Kajetan Leitner¹, Shuqiao Wang¹, and Alyssa J.R. Hensley¹*

1 Department of Chemical Engineering and Materials Science, Stevens Institute of Technology, Hoboken, NJ, U.S.A.

* Corresponding Author: ahensley@stevens.edu

Ethylene is an integral chemical within modern society. From its uses in plastics to its uses in food ripening, ethylene is present in some form in almost every industry and household. Because of this, the market is expected to reach a value of $247 billion by 2027. Despite this, little innovation has been made in the way of making production more efficient. Commercial production proceeds via industrial steam cracking, a very energy intensive and low efficiency process. However, catalysts such as nickel oxide have shown promise to increase the process efficiency and decrease energy consumption through Ethane Oxidative Dehydrogenation (EODH).

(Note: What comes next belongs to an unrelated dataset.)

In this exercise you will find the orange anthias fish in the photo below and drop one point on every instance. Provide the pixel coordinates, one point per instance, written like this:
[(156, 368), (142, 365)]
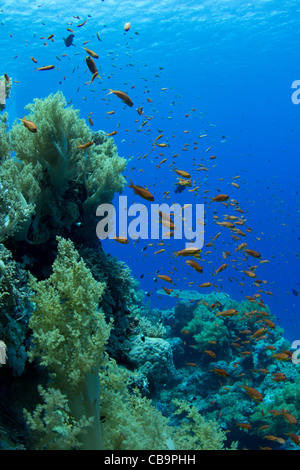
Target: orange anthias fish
[(254, 394), (29, 125), (195, 265), (140, 191), (164, 277), (220, 372), (91, 53), (220, 198), (120, 94), (46, 67), (84, 146), (182, 173), (91, 65)]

Here, we use density functional theory to analyze NiO catalysts promoted with various transition metals to determine their stability with and without defects in the surface and subsurface. We will use the NiO(110) facet as a representative of under-coordinated, highly active facets on the NiO catalysts. NiO(110) surfaces were promoted with 8 different transition metal promoters (Al, Nb, Mo, Sn, Ti, V, W, Zr). The effect of the promoter of the catalyst surface structure was determined by calculating the Gibbs free energies of formation as a function of temperature and gas phase composition. After determining the dominant surface structures for all systems, we analyzed the adsorption energies of several reaction critical EODH intermediates on the catalyst surface. Overall, we found that the addition of a metal promoter will increase the stability of the surface, and that a metal defect will be less stable than an oxygen defect. Furthermore, we have identified three critical surface sites that bind EODH reaction intermediates. Taken together, this work will be used in the future as a foundation for promoter specific testing and can be used to inform and accelerate experimental catalyst screening.